Quand elle avait vu le flot de manifestants sur la route qu'elle devait inévitablement emprunter pour rentrer chez elle après les cours, elle avait d'abord pensé avec optimisme qu'elle se faufilerait aisément parmi eux, mais avait bien vite déchanté. En effet, plus elle avançait, plus elle approchait du cœur de l'évènement. Tous les visages qu'elle voyait étaient déformés par la fureur et la haine. Les bouches étaient grandes ouvertes, vociférant des injures envers l'Etat ou scandant des slogans révolutionnaires. Les bracelets de certains étaient détachés, fracassés contre le sol, brandis en l'air dans un poing rageur. Gaëlla commençait presque à avoir peur. Elle avait pris garde de se couler discrètement dans la masse en rasant les murs d'aussi près que possible, mais le tourbillon furieux l'étreignait, l'entrainant malgré elle vers la chaussée, où la marée humaine était décuplée.

Personne ne m'attend chez moi, mais quand même... Je n'ai pas l'intention de rentrer à vingt-deux heures ! Ou avec un œil en moins... songea la jeune fille en esquivant un bracelet férocement lancé par un manifestant particulièrement déchainé.

Ce jour-là, Gaëlla avait terminé les cours à dix-huit heures et n'avait pas pu prendre le bus à cause d'une grève généralisée dans le pays. Elle songeait que ce devait être en lien avec l'émeute qu'elle tentait de traverser.

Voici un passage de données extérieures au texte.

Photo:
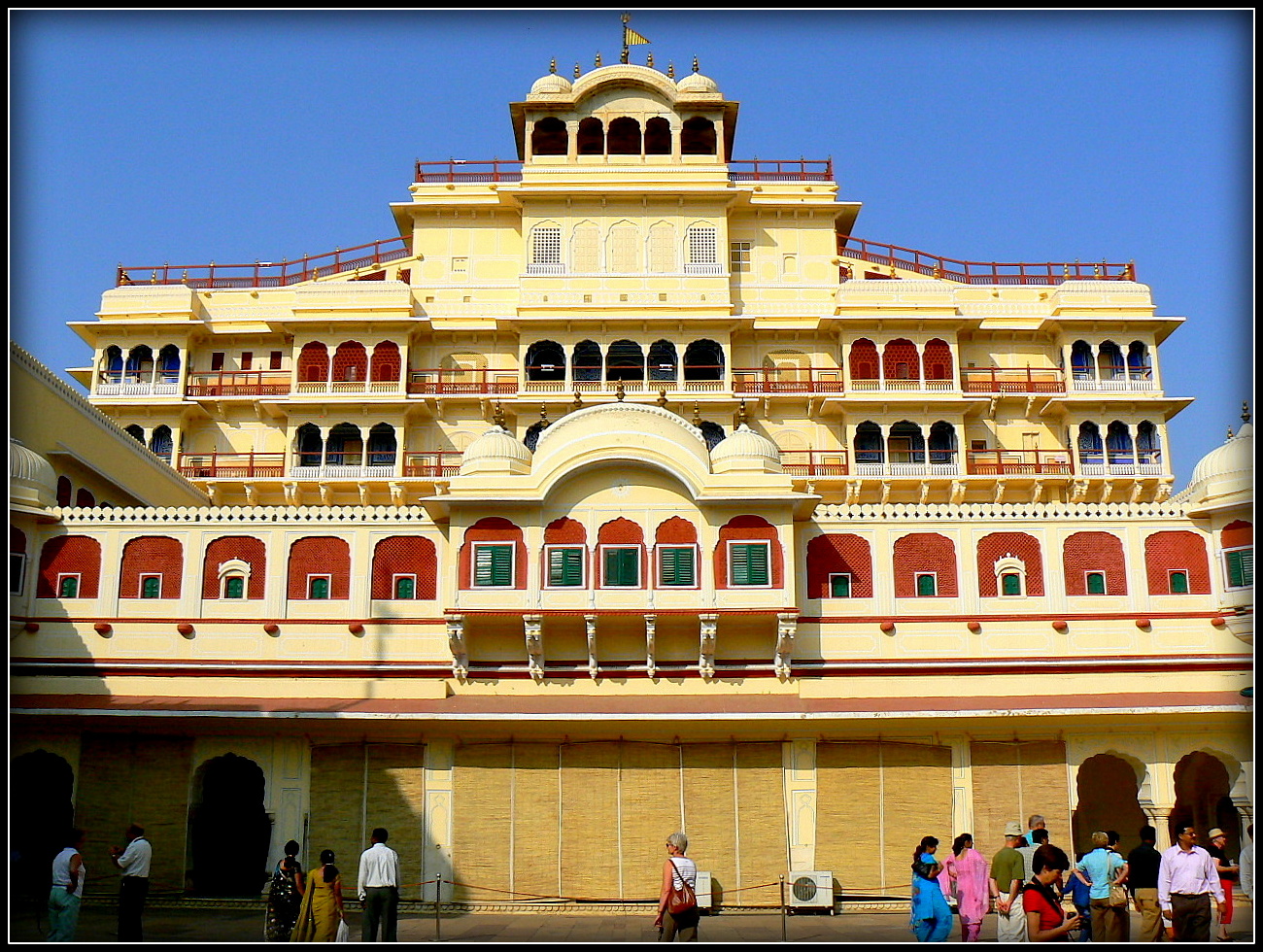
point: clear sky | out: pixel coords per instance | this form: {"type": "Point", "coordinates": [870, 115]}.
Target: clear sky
{"type": "Point", "coordinates": [150, 137]}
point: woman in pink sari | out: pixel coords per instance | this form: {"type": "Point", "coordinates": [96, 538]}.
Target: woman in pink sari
{"type": "Point", "coordinates": [968, 872]}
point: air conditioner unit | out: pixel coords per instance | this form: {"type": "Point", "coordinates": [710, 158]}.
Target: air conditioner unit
{"type": "Point", "coordinates": [809, 890]}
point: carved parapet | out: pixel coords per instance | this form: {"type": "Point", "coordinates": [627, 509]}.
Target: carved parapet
{"type": "Point", "coordinates": [533, 627]}
{"type": "Point", "coordinates": [456, 643]}
{"type": "Point", "coordinates": [706, 661]}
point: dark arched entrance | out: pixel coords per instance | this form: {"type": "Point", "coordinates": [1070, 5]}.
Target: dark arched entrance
{"type": "Point", "coordinates": [1204, 799]}
{"type": "Point", "coordinates": [1108, 788]}
{"type": "Point", "coordinates": [41, 813]}
{"type": "Point", "coordinates": [228, 830]}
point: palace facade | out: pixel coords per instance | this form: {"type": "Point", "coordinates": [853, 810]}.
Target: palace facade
{"type": "Point", "coordinates": [626, 490]}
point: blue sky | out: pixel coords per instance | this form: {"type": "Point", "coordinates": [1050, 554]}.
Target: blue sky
{"type": "Point", "coordinates": [150, 137]}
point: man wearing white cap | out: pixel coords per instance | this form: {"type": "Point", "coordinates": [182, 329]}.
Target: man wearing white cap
{"type": "Point", "coordinates": [1008, 874]}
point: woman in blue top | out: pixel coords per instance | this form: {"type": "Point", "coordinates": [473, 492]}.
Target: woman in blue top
{"type": "Point", "coordinates": [1100, 868]}
{"type": "Point", "coordinates": [931, 915]}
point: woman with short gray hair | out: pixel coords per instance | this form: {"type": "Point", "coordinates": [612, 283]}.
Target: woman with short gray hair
{"type": "Point", "coordinates": [677, 872]}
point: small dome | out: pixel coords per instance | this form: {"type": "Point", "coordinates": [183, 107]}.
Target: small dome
{"type": "Point", "coordinates": [551, 83]}
{"type": "Point", "coordinates": [696, 83]}
{"type": "Point", "coordinates": [745, 450]}
{"type": "Point", "coordinates": [495, 451]}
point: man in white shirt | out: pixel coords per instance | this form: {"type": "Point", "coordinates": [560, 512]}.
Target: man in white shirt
{"type": "Point", "coordinates": [134, 860]}
{"type": "Point", "coordinates": [379, 889]}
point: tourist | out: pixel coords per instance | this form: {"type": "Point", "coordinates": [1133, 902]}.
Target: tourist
{"type": "Point", "coordinates": [67, 892]}
{"type": "Point", "coordinates": [1041, 898]}
{"type": "Point", "coordinates": [321, 910]}
{"type": "Point", "coordinates": [967, 876]}
{"type": "Point", "coordinates": [285, 896]}
{"type": "Point", "coordinates": [677, 900]}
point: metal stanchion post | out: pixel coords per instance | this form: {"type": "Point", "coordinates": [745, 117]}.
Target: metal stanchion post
{"type": "Point", "coordinates": [783, 910]}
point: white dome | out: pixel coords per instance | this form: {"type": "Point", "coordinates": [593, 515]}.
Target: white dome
{"type": "Point", "coordinates": [745, 450]}
{"type": "Point", "coordinates": [495, 451]}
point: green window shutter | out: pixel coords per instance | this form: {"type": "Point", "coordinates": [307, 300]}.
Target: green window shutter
{"type": "Point", "coordinates": [564, 567]}
{"type": "Point", "coordinates": [748, 563]}
{"type": "Point", "coordinates": [493, 565]}
{"type": "Point", "coordinates": [1241, 567]}
{"type": "Point", "coordinates": [677, 565]}
{"type": "Point", "coordinates": [622, 567]}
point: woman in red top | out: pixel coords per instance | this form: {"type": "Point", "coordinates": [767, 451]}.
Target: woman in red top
{"type": "Point", "coordinates": [1046, 921]}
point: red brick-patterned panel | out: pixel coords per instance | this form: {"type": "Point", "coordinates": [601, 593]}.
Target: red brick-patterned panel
{"type": "Point", "coordinates": [863, 360]}
{"type": "Point", "coordinates": [837, 555]}
{"type": "Point", "coordinates": [1094, 552]}
{"type": "Point", "coordinates": [386, 361]}
{"type": "Point", "coordinates": [676, 531]}
{"type": "Point", "coordinates": [1176, 551]}
{"type": "Point", "coordinates": [493, 529]}
{"type": "Point", "coordinates": [245, 548]}
{"type": "Point", "coordinates": [70, 555]}
{"type": "Point", "coordinates": [994, 547]}
{"type": "Point", "coordinates": [152, 555]}
{"type": "Point", "coordinates": [404, 556]}
{"type": "Point", "coordinates": [564, 531]}
{"type": "Point", "coordinates": [748, 527]}
{"type": "Point", "coordinates": [901, 351]}
{"type": "Point", "coordinates": [925, 552]}
{"type": "Point", "coordinates": [1236, 534]}
{"type": "Point", "coordinates": [321, 556]}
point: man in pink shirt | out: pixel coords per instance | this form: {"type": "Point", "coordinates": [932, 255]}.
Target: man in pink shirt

Elle pesta tout haut lorsqu'un crachat épais s'écrasa sur sa chaussure, et leva un regard indigné vers les contestataires, en quête du responsable. Poussée vers la gauche par de brusques mouvements à sa droite et derrière elle, elle manqua de trébucher, laissa échapper une brève exclamation, avant de rétablir son équilibre en s'accrochant sans cérémonie au manteau d'un homme devant elle.

Dans la foule agitée, Gaëlla repéra alors un visage familier l'espace d'une seconde. Son regard tenta de s'y accrocher, mais elle le perdit aussitôt des yeux. Elle n'en était pas certaine, mais elle avait cru reconnaitre le type qui s'arrogeait le droit de squatter le cybar dans lequel elle travaillait.

Lui ?... Ici ? pensa-t-elle tout en luttant pour s'extraire d'un groupe de chanteurs paillards éméchés qui encombrait la chaussée. Jamais je n'aurais cru que ce gars soit un révolutionnaire dans l'âme ! Il reste toujours collé à sa chaise sans parler ni bouger, cet espèce d'indécrottable bernique sans-le-sou !

Gaëlla parvint finalement à échapper à la mêlée étouffante quelques minutes plus tard, en bifurquant dans une ruelle déserte et bienvenue. Elle rejoignit sa bulle et passa la soirée à regarder la nouvelle saison de la série dans laquelle elle était tombée depuis peu.